23. The holy man cannot speak more clearly; and thou would’st disquiet they self, and leave off Prayer, because thou know’st not, or can’st not tell how to enlarge therein, though thou may’st have a good Will, good Desire, and pure Intention? If the young Ravens forsaken of the old, because seeing them without Black Feathers, they think them Spurious, are by the Dew of Heaven fed that they may not perish; what will he do to redeem Souls, though they cannot speak nor reason, if they believe, trust, and open their Mouths to Heaven, declaring their wants: It is not more certain that the Divine Bounty will provide for them, and give them their necessary Food?

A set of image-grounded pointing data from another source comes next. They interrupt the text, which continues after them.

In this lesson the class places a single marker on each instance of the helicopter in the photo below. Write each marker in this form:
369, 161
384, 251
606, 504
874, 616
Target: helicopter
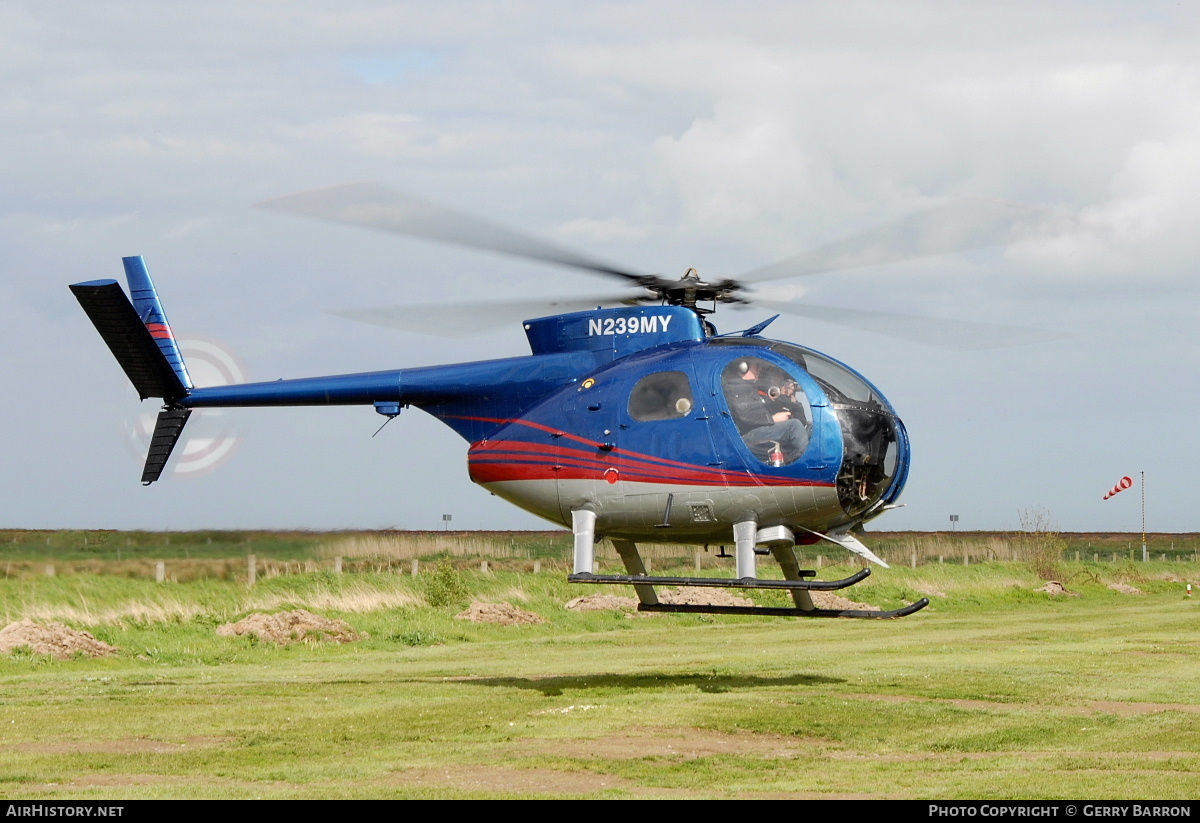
633, 418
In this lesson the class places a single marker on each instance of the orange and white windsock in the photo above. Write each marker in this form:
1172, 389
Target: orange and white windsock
1126, 482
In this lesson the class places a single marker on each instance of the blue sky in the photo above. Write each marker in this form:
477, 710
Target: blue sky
663, 136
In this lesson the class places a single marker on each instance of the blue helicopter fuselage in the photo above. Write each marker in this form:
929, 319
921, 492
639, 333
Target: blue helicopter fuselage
641, 415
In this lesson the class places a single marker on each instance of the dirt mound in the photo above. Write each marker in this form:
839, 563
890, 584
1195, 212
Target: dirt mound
298, 626
503, 614
600, 602
52, 638
1055, 587
702, 598
1125, 588
831, 600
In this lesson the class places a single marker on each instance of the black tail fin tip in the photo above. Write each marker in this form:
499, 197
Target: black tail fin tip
166, 434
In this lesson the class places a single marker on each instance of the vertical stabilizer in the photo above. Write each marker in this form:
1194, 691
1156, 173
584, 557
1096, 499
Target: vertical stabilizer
149, 308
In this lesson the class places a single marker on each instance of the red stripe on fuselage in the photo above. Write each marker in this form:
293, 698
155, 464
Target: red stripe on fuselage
160, 330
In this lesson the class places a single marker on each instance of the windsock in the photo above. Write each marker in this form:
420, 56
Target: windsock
1126, 482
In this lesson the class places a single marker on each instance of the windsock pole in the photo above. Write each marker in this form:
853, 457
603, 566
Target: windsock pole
1145, 556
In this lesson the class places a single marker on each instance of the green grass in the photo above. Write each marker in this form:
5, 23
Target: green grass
994, 691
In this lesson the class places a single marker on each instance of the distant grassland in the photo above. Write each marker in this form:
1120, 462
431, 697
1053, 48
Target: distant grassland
221, 553
994, 691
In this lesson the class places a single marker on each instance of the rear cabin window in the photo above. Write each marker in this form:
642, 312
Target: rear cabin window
661, 396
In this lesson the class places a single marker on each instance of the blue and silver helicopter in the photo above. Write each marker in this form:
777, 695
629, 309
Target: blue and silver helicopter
637, 421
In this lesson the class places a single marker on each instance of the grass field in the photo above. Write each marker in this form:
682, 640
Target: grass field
994, 691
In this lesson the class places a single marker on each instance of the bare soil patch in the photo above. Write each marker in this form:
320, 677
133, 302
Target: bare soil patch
702, 598
52, 638
685, 744
1120, 708
121, 746
1125, 588
507, 779
831, 600
502, 614
600, 602
1055, 587
295, 626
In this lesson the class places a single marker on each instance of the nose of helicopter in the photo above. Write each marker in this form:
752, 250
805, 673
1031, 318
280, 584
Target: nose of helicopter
875, 460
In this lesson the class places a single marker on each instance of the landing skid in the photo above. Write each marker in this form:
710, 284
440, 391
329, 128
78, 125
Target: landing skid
767, 611
748, 539
724, 582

24. Manifest it is, that it is a great Martyrdom, and no small Gift of God, for the Soul, finding it self deprived of the sensible Pleasures it had, to walk by holy Faith only, through the dark, and desart Paths of Perfection, to which, notwithstanding, it can never attain but by this painful, though secure means. Wherefore endeavour to be constant, and not draw back, though Discourse be wanting to thee in Prayer, believe at that time firmly, be quietly silent, and patiently persevere if thou wouldest be happy, and attain to the Divine Union, eminent rest, and to the Supream Internal Peace.